They'd been to every friggin' boat marina on the island and spoken to anyone who owned and/or piloted anything from a yacht to a rowboat. No one had identified Steve. Danny had taken Catherine with him this time. She'd flown into Hickham last night and was already waiting for him first thing this morning when he'd arrived at the office. When he'd hugged her hello, her body felt tense as a bowstring.
The team had taken pains to regularly update her on the search for Steve. Danny had been the one to make the uncomfortable call to inform her that her friend had disappeared. He hadn't said why Steve had decided to go on a walkabout or even given her additional information as to why he'd been in the hospital in the first place. That was for Steve to tell her . . . or not. The woman was tough and smart and had been in the military for a while. Danny was pretty sure she had an idea as to what was going on with her 'not my boyfriend' but he wouldn't break his promise to his friend.
Chin and Kono hadn't even come into the office first. They'd gone straight to the nearest marina on the other side of the island and were working their way south.
Danny, glanced over at the beautiful brunette striding beside him and wondered again how she and Steve had never acknowledged their obvious commitment to each other. It was a puzzle. They were good together; sort of Mr. and Mrs. Rambo. If they ever decided to, they would undoubtedly produce incredibly attractive if possibly lethal children.
Danny knew for a fact Steve cared about her in more than the 'friends with benefits' way. The way he smiled when she was around, the way his body seemed to melt into hers during an embrace. Though PDA's were few and far between, one didn't have to be Kreskin to know there was a strong bond between the two. Certainly a stronger one than either would admit to.
The first couple of boats, small ones meant for day trips had no one aboard. The next one, a proper fishing boat, had a grizzled old guy on it who took a cursory look at the photo and shook his head. Danny made him look at it again. The man rolled his eyes and gave it another glance. "No, I've never seen that guy.

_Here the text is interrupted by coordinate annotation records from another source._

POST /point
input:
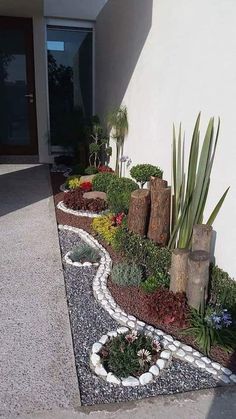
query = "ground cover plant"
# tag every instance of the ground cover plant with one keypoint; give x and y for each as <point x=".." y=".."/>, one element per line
<point x="222" y="289"/>
<point x="105" y="169"/>
<point x="126" y="274"/>
<point x="107" y="225"/>
<point x="75" y="200"/>
<point x="102" y="181"/>
<point x="142" y="173"/>
<point x="150" y="299"/>
<point x="73" y="182"/>
<point x="85" y="253"/>
<point x="155" y="259"/>
<point x="211" y="327"/>
<point x="130" y="354"/>
<point x="169" y="308"/>
<point x="118" y="194"/>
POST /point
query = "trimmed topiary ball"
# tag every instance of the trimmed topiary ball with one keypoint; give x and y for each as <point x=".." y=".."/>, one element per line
<point x="91" y="170"/>
<point x="142" y="172"/>
<point x="118" y="194"/>
<point x="101" y="181"/>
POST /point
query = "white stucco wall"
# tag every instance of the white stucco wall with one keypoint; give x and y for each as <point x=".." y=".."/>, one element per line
<point x="187" y="64"/>
<point x="73" y="9"/>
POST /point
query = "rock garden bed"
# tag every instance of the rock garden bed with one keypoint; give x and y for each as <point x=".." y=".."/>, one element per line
<point x="89" y="322"/>
<point x="135" y="300"/>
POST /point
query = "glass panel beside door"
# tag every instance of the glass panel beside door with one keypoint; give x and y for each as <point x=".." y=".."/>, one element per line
<point x="70" y="78"/>
<point x="17" y="111"/>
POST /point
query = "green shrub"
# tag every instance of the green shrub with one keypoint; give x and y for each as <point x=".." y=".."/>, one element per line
<point x="152" y="283"/>
<point x="126" y="274"/>
<point x="128" y="354"/>
<point x="142" y="172"/>
<point x="104" y="226"/>
<point x="155" y="259"/>
<point x="73" y="182"/>
<point x="118" y="194"/>
<point x="222" y="289"/>
<point x="78" y="169"/>
<point x="101" y="181"/>
<point x="91" y="170"/>
<point x="209" y="331"/>
<point x="85" y="253"/>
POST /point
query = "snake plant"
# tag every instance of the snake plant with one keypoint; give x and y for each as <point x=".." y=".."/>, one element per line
<point x="190" y="189"/>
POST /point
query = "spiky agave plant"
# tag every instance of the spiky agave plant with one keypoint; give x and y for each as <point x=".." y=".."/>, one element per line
<point x="190" y="190"/>
<point x="118" y="125"/>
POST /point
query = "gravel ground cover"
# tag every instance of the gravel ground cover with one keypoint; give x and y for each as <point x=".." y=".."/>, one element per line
<point x="89" y="322"/>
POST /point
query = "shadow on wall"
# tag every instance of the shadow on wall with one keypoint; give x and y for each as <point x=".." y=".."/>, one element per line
<point x="22" y="187"/>
<point x="121" y="31"/>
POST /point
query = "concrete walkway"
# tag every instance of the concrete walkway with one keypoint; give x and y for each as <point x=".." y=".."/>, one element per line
<point x="37" y="370"/>
<point x="37" y="373"/>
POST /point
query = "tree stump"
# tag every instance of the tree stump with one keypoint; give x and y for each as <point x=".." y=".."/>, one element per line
<point x="198" y="278"/>
<point x="155" y="185"/>
<point x="159" y="223"/>
<point x="139" y="211"/>
<point x="179" y="270"/>
<point x="202" y="235"/>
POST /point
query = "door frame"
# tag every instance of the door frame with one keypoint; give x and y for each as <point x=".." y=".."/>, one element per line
<point x="76" y="24"/>
<point x="25" y="24"/>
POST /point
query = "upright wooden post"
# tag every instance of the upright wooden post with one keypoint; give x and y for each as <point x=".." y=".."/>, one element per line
<point x="202" y="235"/>
<point x="139" y="211"/>
<point x="159" y="223"/>
<point x="179" y="270"/>
<point x="198" y="278"/>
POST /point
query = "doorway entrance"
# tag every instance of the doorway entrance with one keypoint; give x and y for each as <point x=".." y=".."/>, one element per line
<point x="18" y="127"/>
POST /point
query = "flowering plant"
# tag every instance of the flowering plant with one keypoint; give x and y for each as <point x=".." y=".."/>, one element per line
<point x="219" y="319"/>
<point x="86" y="186"/>
<point x="127" y="160"/>
<point x="105" y="169"/>
<point x="130" y="353"/>
<point x="117" y="219"/>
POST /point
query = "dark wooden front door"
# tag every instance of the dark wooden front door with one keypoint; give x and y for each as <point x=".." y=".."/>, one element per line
<point x="18" y="129"/>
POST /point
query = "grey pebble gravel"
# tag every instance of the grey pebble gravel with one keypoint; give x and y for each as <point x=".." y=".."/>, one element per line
<point x="89" y="322"/>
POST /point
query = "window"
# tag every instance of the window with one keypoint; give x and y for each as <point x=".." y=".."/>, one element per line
<point x="70" y="79"/>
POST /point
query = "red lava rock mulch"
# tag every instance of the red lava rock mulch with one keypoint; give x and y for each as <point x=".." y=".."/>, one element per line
<point x="132" y="299"/>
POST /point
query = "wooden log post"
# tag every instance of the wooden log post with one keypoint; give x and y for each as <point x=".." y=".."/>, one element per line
<point x="155" y="185"/>
<point x="179" y="270"/>
<point x="202" y="236"/>
<point x="159" y="223"/>
<point x="139" y="211"/>
<point x="198" y="278"/>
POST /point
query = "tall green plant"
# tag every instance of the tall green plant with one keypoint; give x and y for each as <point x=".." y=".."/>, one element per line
<point x="118" y="125"/>
<point x="190" y="189"/>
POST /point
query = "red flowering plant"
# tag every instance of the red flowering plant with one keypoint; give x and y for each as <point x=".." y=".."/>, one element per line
<point x="105" y="169"/>
<point x="86" y="186"/>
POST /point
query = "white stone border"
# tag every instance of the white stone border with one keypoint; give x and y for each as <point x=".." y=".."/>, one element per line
<point x="68" y="260"/>
<point x="63" y="188"/>
<point x="178" y="349"/>
<point x="146" y="378"/>
<point x="88" y="214"/>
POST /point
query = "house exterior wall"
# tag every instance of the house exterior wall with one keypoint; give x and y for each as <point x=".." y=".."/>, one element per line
<point x="73" y="9"/>
<point x="186" y="63"/>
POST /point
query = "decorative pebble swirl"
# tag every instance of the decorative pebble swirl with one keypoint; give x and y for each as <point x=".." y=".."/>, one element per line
<point x="176" y="348"/>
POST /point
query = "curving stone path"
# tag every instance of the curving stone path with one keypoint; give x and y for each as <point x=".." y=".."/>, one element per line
<point x="178" y="349"/>
<point x="81" y="213"/>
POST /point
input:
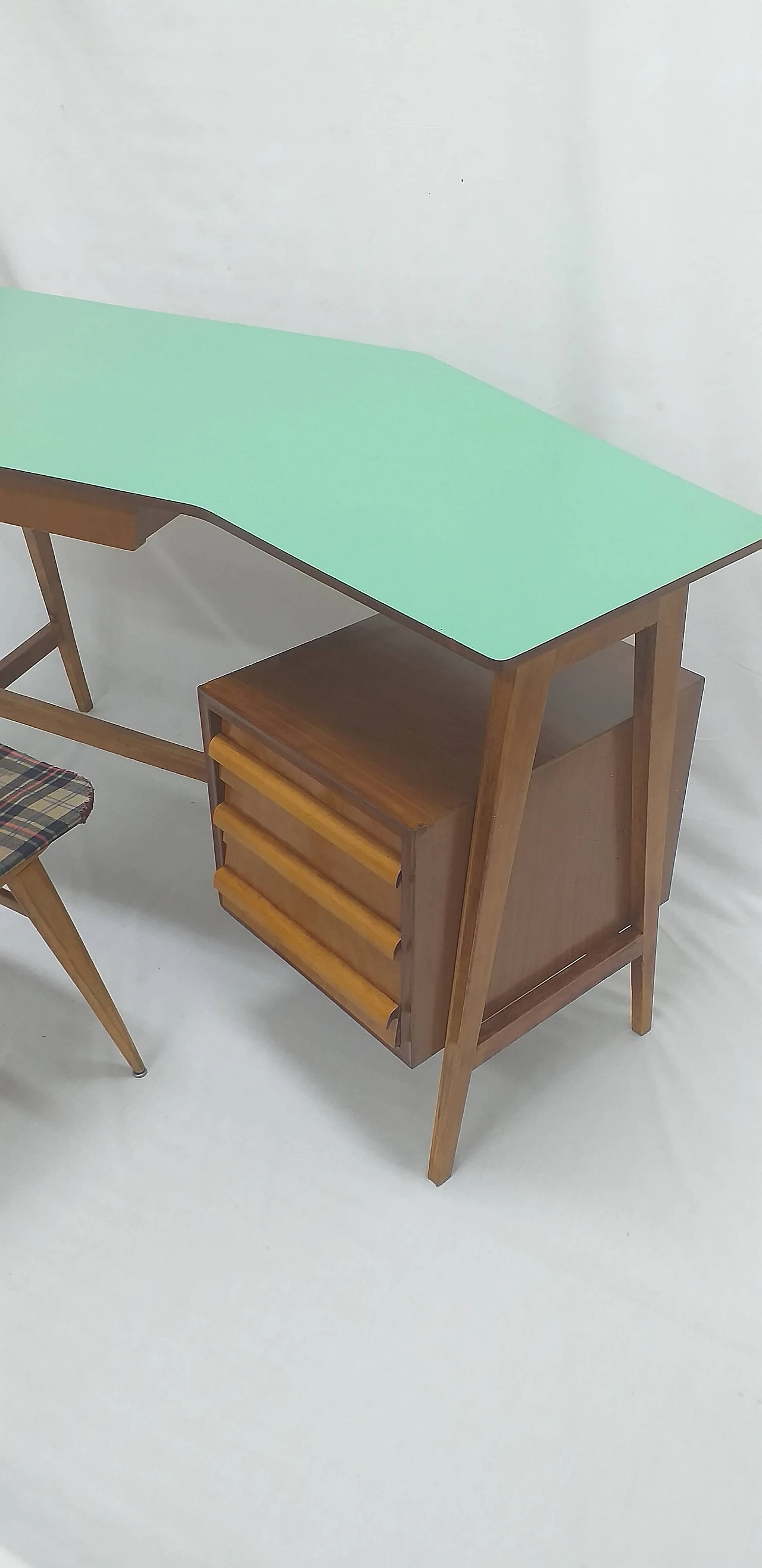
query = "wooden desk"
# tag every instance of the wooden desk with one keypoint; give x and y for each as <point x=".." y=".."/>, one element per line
<point x="482" y="523"/>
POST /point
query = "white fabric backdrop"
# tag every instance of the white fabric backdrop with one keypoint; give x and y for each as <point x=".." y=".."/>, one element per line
<point x="238" y="1322"/>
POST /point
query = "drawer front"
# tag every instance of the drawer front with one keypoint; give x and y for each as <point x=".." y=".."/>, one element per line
<point x="339" y="980"/>
<point x="341" y="849"/>
<point x="358" y="935"/>
<point x="314" y="885"/>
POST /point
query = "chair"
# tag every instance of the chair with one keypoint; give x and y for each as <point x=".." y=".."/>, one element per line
<point x="38" y="803"/>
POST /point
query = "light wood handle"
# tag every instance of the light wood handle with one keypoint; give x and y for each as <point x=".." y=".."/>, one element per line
<point x="301" y="949"/>
<point x="372" y="927"/>
<point x="344" y="835"/>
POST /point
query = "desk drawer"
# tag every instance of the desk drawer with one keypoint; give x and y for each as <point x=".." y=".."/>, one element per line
<point x="338" y="979"/>
<point x="314" y="885"/>
<point x="350" y="852"/>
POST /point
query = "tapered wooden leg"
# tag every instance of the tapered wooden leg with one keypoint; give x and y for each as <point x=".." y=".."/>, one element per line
<point x="36" y="896"/>
<point x="657" y="679"/>
<point x="510" y="745"/>
<point x="46" y="570"/>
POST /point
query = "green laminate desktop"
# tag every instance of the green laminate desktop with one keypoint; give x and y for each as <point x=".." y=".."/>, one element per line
<point x="402" y="479"/>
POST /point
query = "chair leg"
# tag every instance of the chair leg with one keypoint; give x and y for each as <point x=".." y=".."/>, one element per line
<point x="36" y="896"/>
<point x="51" y="587"/>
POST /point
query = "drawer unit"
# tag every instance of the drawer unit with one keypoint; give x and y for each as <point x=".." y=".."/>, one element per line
<point x="342" y="783"/>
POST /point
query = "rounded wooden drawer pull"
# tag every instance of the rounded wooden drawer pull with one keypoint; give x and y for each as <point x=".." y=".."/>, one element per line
<point x="301" y="949"/>
<point x="372" y="927"/>
<point x="328" y="824"/>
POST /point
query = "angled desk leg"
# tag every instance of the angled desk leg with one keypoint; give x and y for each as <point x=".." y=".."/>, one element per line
<point x="657" y="678"/>
<point x="46" y="571"/>
<point x="511" y="737"/>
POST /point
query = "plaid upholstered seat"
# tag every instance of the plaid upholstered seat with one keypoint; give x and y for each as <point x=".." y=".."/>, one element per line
<point x="38" y="803"/>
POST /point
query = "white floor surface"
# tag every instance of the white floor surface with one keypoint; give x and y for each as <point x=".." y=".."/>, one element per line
<point x="239" y="1326"/>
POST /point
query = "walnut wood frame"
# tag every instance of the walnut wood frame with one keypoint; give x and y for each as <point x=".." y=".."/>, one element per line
<point x="43" y="507"/>
<point x="510" y="744"/>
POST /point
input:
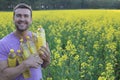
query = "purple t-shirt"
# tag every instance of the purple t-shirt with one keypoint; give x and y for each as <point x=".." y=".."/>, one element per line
<point x="12" y="42"/>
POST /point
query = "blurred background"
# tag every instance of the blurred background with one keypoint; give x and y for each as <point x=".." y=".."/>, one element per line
<point x="62" y="4"/>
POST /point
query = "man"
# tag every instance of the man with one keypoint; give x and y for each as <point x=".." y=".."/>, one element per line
<point x="22" y="20"/>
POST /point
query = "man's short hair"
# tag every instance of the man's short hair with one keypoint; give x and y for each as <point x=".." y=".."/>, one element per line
<point x="23" y="6"/>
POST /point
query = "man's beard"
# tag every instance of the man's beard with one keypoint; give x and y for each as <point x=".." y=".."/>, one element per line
<point x="21" y="30"/>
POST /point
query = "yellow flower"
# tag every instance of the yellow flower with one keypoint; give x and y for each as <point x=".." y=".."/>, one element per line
<point x="101" y="78"/>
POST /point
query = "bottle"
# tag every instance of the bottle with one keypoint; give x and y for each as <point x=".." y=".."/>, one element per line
<point x="31" y="45"/>
<point x="41" y="39"/>
<point x="12" y="58"/>
<point x="25" y="49"/>
<point x="19" y="57"/>
<point x="26" y="54"/>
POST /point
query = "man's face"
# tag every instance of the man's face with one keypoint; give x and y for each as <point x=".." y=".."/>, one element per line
<point x="22" y="19"/>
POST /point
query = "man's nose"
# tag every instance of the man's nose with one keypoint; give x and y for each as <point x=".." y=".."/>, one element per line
<point x="22" y="18"/>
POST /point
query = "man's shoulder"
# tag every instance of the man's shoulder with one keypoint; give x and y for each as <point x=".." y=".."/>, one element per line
<point x="7" y="38"/>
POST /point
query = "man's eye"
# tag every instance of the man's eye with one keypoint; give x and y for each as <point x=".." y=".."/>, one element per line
<point x="26" y="16"/>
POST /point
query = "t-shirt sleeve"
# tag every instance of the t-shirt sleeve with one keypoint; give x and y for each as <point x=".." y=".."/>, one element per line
<point x="3" y="53"/>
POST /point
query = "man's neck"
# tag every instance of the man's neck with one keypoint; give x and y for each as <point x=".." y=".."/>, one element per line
<point x="21" y="35"/>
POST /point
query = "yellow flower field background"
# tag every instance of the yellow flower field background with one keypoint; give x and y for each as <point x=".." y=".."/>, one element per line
<point x="84" y="44"/>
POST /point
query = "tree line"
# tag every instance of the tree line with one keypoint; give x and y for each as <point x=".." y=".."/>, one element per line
<point x="62" y="4"/>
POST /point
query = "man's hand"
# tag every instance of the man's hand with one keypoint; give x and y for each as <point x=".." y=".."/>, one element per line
<point x="44" y="53"/>
<point x="33" y="61"/>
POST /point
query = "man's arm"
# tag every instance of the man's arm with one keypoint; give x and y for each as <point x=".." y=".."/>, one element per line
<point x="45" y="55"/>
<point x="11" y="73"/>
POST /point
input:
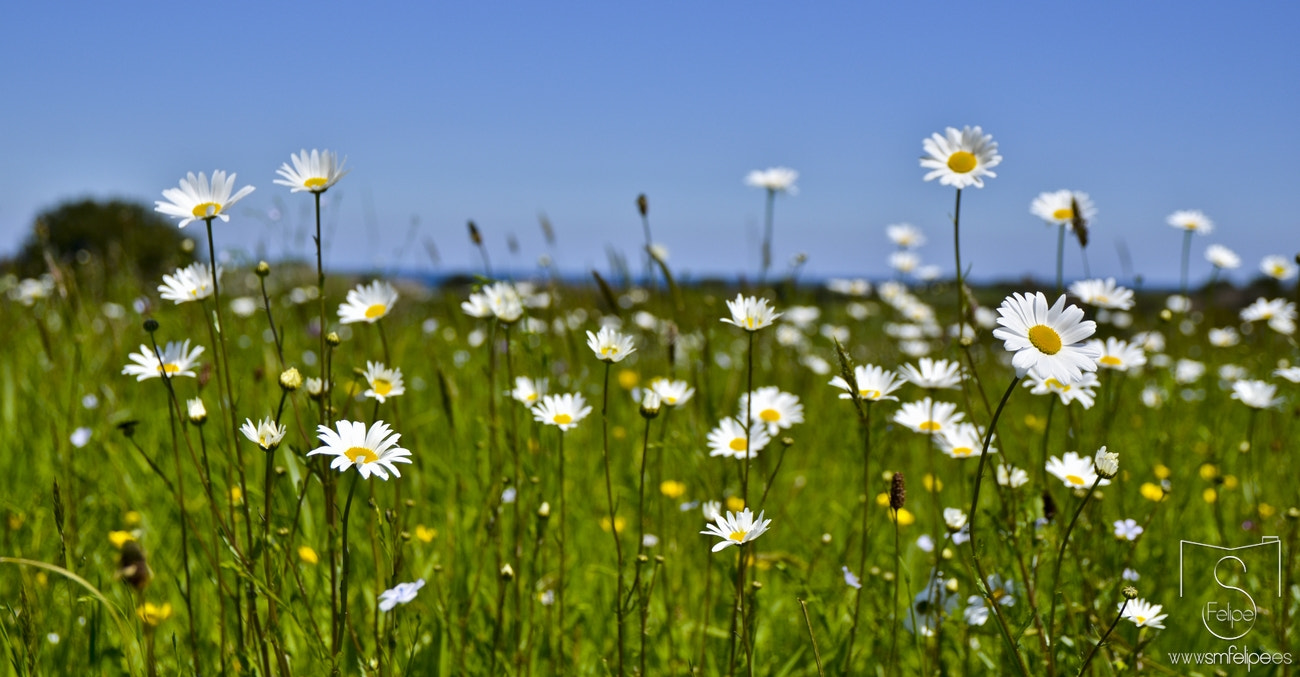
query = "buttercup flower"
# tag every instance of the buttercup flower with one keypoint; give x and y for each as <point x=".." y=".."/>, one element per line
<point x="737" y="529"/>
<point x="961" y="159"/>
<point x="1047" y="339"/>
<point x="372" y="451"/>
<point x="312" y="172"/>
<point x="199" y="200"/>
<point x="368" y="303"/>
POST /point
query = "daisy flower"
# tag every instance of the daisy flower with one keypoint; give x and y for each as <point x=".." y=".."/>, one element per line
<point x="750" y="313"/>
<point x="199" y="200"/>
<point x="928" y="417"/>
<point x="312" y="172"/>
<point x="563" y="411"/>
<point x="875" y="383"/>
<point x="384" y="382"/>
<point x="776" y="179"/>
<point x="776" y="409"/>
<point x="177" y="360"/>
<point x="1103" y="294"/>
<point x="729" y="439"/>
<point x="1278" y="268"/>
<point x="372" y="451"/>
<point x="190" y="283"/>
<point x="1057" y="207"/>
<point x="1221" y="256"/>
<point x="672" y="393"/>
<point x="1143" y="613"/>
<point x="609" y="344"/>
<point x="267" y="433"/>
<point x="961" y="159"/>
<point x="368" y="303"/>
<point x="1256" y="394"/>
<point x="1118" y="354"/>
<point x="1191" y="220"/>
<point x="737" y="529"/>
<point x="1075" y="471"/>
<point x="932" y="374"/>
<point x="399" y="594"/>
<point x="1045" y="339"/>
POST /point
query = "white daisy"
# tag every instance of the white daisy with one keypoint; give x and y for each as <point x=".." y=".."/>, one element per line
<point x="177" y="360"/>
<point x="189" y="283"/>
<point x="199" y="200"/>
<point x="312" y="172"/>
<point x="372" y="451"/>
<point x="384" y="382"/>
<point x="368" y="303"/>
<point x="1045" y="339"/>
<point x="961" y="159"/>
<point x="737" y="529"/>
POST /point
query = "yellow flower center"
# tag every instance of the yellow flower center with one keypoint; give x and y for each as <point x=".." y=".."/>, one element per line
<point x="1045" y="339"/>
<point x="206" y="209"/>
<point x="961" y="161"/>
<point x="365" y="455"/>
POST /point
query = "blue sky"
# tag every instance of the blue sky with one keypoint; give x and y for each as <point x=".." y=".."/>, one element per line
<point x="502" y="111"/>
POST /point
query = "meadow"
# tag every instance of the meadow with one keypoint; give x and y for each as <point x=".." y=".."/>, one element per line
<point x="633" y="476"/>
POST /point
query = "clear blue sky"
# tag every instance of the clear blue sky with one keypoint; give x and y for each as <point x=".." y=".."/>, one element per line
<point x="501" y="111"/>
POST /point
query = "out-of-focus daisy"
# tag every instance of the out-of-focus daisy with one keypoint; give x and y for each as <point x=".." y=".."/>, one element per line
<point x="776" y="409"/>
<point x="1221" y="256"/>
<point x="961" y="159"/>
<point x="562" y="411"/>
<point x="1047" y="339"/>
<point x="1256" y="394"/>
<point x="1118" y="355"/>
<point x="177" y="360"/>
<point x="875" y="383"/>
<point x="372" y="451"/>
<point x="1278" y="268"/>
<point x="1143" y="613"/>
<point x="399" y="594"/>
<point x="963" y="441"/>
<point x="737" y="529"/>
<point x="1103" y="294"/>
<point x="927" y="416"/>
<point x="267" y="433"/>
<point x="932" y="374"/>
<point x="199" y="200"/>
<point x="609" y="344"/>
<point x="1075" y="471"/>
<point x="368" y="303"/>
<point x="776" y="179"/>
<point x="1056" y="207"/>
<point x="750" y="313"/>
<point x="528" y="390"/>
<point x="312" y="172"/>
<point x="382" y="382"/>
<point x="189" y="283"/>
<point x="1191" y="220"/>
<point x="729" y="439"/>
<point x="905" y="235"/>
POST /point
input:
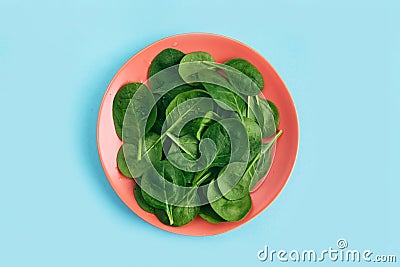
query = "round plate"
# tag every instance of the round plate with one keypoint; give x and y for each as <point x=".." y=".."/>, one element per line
<point x="222" y="49"/>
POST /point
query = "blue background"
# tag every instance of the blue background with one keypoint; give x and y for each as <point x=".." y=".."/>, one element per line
<point x="339" y="59"/>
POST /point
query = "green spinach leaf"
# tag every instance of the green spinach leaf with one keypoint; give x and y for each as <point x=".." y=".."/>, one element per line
<point x="122" y="100"/>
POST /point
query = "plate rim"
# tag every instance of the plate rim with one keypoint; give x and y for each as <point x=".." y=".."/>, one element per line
<point x="273" y="70"/>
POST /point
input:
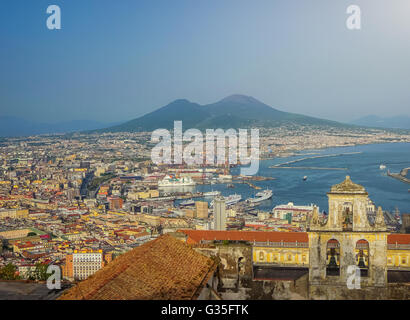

Maybe you should ask Mike, he should be back in a couple of minutes. He owns The Alma Rose across the way. He's usually hard up for money what with the repairs on that leaky old tub. He'd take on just about any passenger for a few bucks. Don't tell him I told l you so. He's a cranky old bastard."
Danny thanked him as the old guy abruptly turned his back on them. Mike's a cranky old bastard, thought Danny, shaking his head.
They busied themselves with a few more stops along the pier. One of the crewmen of another small fishing boat thought maybe Steve looked familiar but couldn't remember where or what day he'd seen the tall man.
Hearing heavy footsteps and a clanking sound, Danny turned to see a grey bearded old guy wearing a stained t-shirt and an equally stained baseball cap board the Alma Rose. He nodded to Cath and they hurried toward him.
"Hey, you Mike?" he called out.
The bearded guy turned slowly and looked him up and down then did the same with Cath only slower and with much more appreciation.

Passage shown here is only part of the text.